= C-Stoff =

German rocket fuel

C-Stoff (/de/; "substance C") was a reductant used in bipropellant rocket fuels (as a fuel itself) developed by Hellmuth Walter Kommanditgesellschaft in Germany during World War II. It was developed for use with T-Stoff (a high-test peroxide) as an oxidizer, which together with C-Stoff as the fuel, forms a hypergolic mixture.

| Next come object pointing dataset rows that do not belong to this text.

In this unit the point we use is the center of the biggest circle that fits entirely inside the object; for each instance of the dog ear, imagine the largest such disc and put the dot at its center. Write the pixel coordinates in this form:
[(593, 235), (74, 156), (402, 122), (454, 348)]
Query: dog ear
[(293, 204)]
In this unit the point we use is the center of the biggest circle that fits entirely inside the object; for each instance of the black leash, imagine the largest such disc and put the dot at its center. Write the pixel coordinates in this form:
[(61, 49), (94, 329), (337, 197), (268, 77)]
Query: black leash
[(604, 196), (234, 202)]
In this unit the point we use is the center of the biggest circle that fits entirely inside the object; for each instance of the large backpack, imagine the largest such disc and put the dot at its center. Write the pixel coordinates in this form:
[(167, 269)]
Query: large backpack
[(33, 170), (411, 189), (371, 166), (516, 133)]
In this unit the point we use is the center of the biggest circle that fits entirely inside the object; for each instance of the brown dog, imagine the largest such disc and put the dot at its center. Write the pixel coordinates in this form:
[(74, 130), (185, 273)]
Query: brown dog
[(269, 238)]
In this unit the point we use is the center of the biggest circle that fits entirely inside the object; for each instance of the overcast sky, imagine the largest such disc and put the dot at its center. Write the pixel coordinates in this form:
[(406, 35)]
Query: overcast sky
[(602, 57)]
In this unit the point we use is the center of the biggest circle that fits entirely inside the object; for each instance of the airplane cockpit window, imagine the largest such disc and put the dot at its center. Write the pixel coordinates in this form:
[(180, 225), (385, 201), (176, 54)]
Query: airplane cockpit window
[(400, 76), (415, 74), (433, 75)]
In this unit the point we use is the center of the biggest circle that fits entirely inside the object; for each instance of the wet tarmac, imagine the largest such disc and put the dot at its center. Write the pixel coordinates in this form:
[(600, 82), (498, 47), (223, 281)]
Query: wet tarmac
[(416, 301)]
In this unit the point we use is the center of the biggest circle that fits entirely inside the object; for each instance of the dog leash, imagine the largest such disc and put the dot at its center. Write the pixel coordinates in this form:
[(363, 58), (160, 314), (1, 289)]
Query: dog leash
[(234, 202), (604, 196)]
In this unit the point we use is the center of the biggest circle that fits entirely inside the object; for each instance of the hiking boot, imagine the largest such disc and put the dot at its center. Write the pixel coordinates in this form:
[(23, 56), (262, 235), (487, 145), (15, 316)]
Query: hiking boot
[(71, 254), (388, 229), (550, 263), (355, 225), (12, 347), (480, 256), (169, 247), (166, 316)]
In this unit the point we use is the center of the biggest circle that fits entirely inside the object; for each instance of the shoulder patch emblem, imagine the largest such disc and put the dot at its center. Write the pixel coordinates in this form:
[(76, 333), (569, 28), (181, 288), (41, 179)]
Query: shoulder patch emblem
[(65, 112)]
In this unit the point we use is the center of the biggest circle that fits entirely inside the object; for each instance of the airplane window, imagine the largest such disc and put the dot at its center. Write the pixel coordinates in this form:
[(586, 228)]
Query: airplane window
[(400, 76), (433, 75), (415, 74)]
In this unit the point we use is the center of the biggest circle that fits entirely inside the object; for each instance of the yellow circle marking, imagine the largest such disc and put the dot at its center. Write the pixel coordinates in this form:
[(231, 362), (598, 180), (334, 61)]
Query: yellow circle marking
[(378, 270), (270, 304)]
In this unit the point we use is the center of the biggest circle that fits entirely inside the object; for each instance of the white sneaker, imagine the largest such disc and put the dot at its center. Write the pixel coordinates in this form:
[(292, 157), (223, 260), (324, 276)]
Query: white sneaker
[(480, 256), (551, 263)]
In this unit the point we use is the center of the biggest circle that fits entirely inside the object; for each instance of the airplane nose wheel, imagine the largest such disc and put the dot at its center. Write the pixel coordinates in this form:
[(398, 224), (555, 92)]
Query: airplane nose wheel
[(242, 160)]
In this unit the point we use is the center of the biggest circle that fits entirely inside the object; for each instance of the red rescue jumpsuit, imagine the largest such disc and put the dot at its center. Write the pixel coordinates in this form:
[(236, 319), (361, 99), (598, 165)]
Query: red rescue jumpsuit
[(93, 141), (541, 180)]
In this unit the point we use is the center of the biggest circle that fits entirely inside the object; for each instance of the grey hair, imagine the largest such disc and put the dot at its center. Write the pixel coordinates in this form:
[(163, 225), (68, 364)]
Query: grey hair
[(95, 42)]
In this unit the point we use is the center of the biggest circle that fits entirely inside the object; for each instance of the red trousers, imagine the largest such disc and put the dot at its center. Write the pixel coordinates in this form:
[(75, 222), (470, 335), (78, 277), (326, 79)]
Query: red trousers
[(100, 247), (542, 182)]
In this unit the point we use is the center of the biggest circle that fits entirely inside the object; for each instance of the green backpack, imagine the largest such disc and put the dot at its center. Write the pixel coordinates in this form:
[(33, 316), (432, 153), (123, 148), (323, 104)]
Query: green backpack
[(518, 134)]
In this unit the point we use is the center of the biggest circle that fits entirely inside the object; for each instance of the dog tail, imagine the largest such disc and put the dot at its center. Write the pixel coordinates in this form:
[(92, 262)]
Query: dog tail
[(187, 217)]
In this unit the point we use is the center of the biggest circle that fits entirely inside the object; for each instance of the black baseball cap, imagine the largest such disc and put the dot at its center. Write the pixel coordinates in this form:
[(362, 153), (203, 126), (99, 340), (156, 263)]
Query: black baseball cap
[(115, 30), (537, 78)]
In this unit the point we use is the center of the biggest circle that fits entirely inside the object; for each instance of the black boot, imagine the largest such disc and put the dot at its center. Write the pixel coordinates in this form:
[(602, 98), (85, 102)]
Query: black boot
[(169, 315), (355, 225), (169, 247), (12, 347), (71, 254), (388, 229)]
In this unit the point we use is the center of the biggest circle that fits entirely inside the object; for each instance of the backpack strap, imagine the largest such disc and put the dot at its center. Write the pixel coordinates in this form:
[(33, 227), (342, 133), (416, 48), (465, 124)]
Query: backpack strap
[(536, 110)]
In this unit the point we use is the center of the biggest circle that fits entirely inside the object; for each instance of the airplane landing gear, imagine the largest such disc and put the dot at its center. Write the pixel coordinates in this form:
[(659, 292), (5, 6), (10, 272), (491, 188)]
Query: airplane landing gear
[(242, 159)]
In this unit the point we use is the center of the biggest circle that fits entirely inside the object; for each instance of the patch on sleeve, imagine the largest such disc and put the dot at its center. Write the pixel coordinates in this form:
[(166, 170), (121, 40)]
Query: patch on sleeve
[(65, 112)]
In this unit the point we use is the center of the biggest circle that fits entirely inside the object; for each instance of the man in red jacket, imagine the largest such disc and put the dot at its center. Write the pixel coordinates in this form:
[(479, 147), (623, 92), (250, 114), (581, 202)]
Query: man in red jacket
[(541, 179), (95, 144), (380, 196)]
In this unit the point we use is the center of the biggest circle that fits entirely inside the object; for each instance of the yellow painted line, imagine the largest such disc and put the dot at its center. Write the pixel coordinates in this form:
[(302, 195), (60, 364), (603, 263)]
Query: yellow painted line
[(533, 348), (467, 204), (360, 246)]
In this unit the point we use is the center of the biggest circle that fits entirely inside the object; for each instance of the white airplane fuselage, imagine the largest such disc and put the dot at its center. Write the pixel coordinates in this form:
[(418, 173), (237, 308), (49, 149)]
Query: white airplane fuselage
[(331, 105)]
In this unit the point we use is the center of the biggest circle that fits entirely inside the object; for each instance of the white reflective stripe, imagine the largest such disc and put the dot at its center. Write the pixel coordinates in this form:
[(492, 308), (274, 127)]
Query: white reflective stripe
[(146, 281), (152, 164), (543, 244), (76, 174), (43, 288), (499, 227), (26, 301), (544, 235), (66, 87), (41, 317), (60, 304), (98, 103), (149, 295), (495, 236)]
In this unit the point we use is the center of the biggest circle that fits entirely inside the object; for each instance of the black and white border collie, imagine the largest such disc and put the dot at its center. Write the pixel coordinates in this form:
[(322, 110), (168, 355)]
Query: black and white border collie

| Methanol | CH_{3}OH | ~57% by weight |
| Hydrazine hydrate | N_{2}H_{4} · H_{2}O | ~30% by weight |
| Water | H_{2}O | ~13% by weight |
| Catalyst 431 | K_{3}[Cu(CN)_{4}] | potassium tetracyanocuprate(I) |

The proportions of the components in C-Stoff were developed to catalyse the decomposition of T-Stoff, promote combustion with the oxygen released by the decomposition, and sustain uniform combustion through sufficient quantity of the highly reactive hydrazine. The combination of the C-Stoff, used as a rocket fuel, with the T-Stoff used as the oxidizer, often resulted in spontaneous explosion from their combined nature as a hypergolic fuel combination, necessitating strict hygiene in fueling operations; there were numerous catastrophic explosions of the Messerschmitt Me 163 aircraft that employed this fuel system. Another hazard was toxicity to humans of each of the propellants.

== C-fuel ==
After the war, Allied studies into rocket propellants continued with engines such as the Armstrong Siddeley Beta, under the name "C-fuel".